Before testing, close other applications and pause background activity. Active downloads, cloud backups, and streaming services running on the same machine compete for bandwidth and will pull numbers down, per ZDNET. Disconnect other devices from the network if possible; smart TVs and gaming consoles both consume bandwidth even when idle.

Consider restarting the router first. A reboot clears temporary memory and can resolve performance issues with no obvious external symptoms, per ZDNET.

Run the test three times and average the results. Network conditions fluctuate. One low result doesn't confirm a problem; consistently low results across multiple tests at different times of day do.

What the three numbers actually mean

  • Ping (ms): Round-trip time to the test server. This number matters most for gaming and video calls. Under 20ms is excellent; above 100ms produces perceptible lag in real-time communication and online games.

  • Download speed (Mbps): How fast data moves from the internet to your PC. This affects streaming quality, page load times, and file downloads. For context, Netflix recommends 15Mbps for HD streaming. If download speed is well below your plan's advertised tier on a wired connection, that's worth investigating.

  • Upload speed (Mbps): How fast data travels from your PC to the internet. This matters for video calls, live streaming, cloud backups, and sending large files. Upload speeds are typically lower than download on residential connections; that asymmetry is by design, not a fault. What matters is whether upload is consistently far below what your plan advertises.


What to do next

The taskbar shortcut added in the March 2026 update (KB5077241) is genuinely convenient for a quick check. If it's there, use it. If the number looks plausible, you're done. If something seems off, that's when method and conditions matter: test on Ethernet, close background apps, run it more than once, and compare the result against what your ISP plan actually promises.
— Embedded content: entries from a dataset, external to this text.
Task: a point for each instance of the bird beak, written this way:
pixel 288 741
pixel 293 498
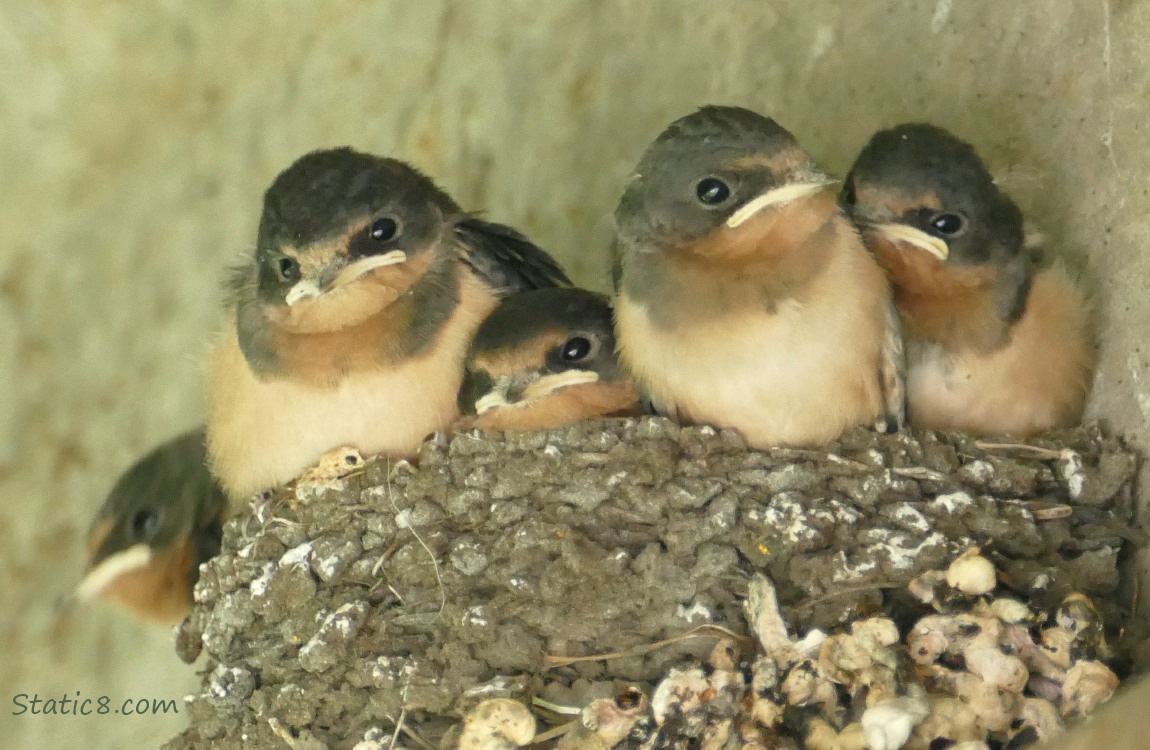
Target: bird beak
pixel 551 383
pixel 777 197
pixel 912 236
pixel 536 389
pixel 344 275
pixel 110 568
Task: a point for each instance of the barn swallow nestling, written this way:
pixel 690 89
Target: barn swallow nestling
pixel 745 297
pixel 543 359
pixel 162 518
pixel 994 345
pixel 353 318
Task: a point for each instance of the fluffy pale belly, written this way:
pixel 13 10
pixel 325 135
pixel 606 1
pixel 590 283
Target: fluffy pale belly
pixel 798 376
pixel 265 433
pixel 1039 381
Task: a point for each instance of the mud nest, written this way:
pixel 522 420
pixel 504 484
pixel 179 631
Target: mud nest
pixel 412 592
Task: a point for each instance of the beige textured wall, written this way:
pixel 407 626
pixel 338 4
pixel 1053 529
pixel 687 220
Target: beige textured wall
pixel 136 139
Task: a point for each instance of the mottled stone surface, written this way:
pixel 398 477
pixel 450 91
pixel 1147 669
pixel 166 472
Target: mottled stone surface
pixel 332 607
pixel 138 137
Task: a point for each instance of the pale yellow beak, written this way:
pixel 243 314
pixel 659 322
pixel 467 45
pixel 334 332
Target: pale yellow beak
pixel 912 236
pixel 551 383
pixel 311 288
pixel 98 579
pixel 535 390
pixel 776 197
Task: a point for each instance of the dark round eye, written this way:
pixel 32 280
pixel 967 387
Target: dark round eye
pixel 948 224
pixel 575 349
pixel 712 191
pixel 384 229
pixel 145 522
pixel 288 269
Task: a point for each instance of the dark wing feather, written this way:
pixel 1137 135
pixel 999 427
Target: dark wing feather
pixel 506 259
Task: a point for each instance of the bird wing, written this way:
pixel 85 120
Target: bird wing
pixel 892 374
pixel 506 259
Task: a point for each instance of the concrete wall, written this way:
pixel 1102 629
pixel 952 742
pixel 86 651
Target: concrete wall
pixel 136 139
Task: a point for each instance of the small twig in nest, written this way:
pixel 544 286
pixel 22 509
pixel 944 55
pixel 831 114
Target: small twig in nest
pixel 1041 452
pixel 702 632
pixel 853 589
pixel 554 732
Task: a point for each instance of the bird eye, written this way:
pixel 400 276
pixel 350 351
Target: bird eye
pixel 288 269
pixel 576 349
pixel 384 229
pixel 947 224
pixel 145 522
pixel 712 191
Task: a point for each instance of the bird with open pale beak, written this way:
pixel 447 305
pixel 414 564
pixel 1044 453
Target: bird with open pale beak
pixel 161 520
pixel 353 316
pixel 745 298
pixel 994 343
pixel 544 359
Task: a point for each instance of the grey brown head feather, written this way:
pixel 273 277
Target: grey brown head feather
pixel 163 499
pixel 337 216
pixel 926 188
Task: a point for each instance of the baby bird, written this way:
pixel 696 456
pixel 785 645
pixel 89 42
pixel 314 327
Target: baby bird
pixel 543 359
pixel 994 345
pixel 162 518
pixel 745 298
pixel 352 320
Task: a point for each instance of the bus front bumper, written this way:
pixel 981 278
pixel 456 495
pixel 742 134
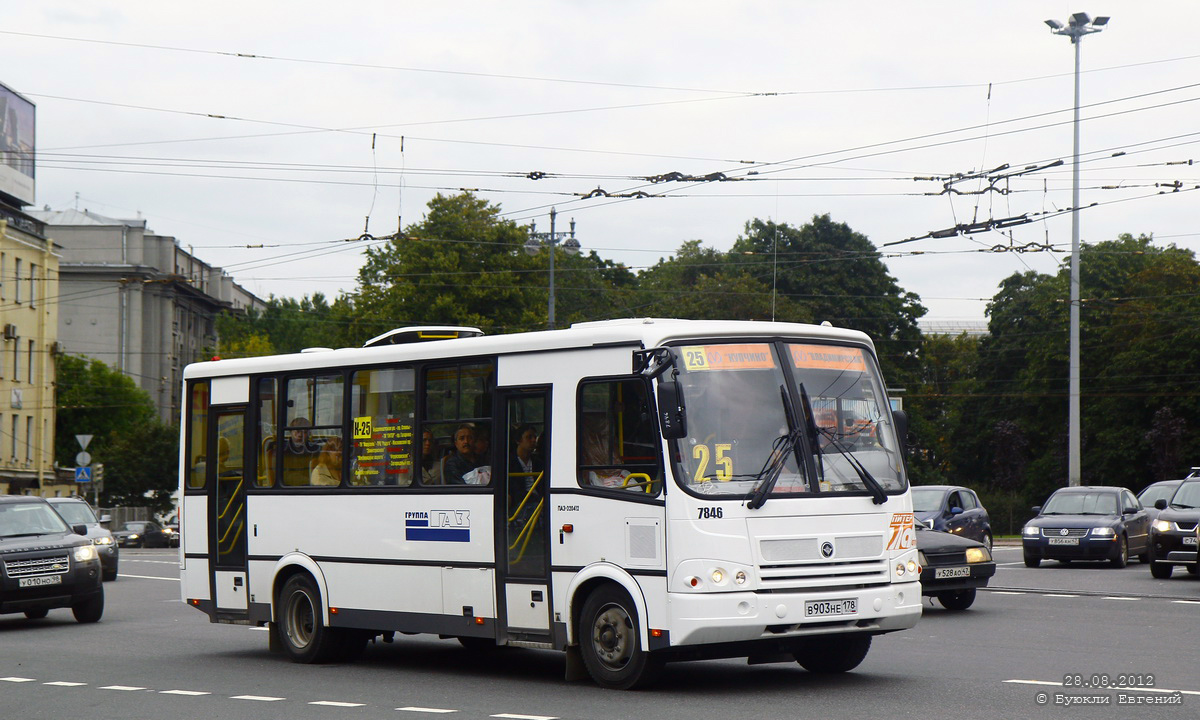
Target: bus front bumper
pixel 738 617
The taskbar option routes through Bing rather than running as a native Windows tool, and it won't appear on older builds or some managed devices, per msftnewsnow. For those situations, speedtest.net gets you to the same Ookla engine directly. Each metric has a specific job: ping for gaming and calls, download for streaming and browsing, upload for video conferencing and backups. Knowing which number corresponds to your actual problem is what makes the test useful rather than just a set of figures to screenshot and forget.

One final boundary: these methods measure internet throughput between your PC and the outside world. Slow speeds between two devices on your home network are a separate problem, and require a different set of tools.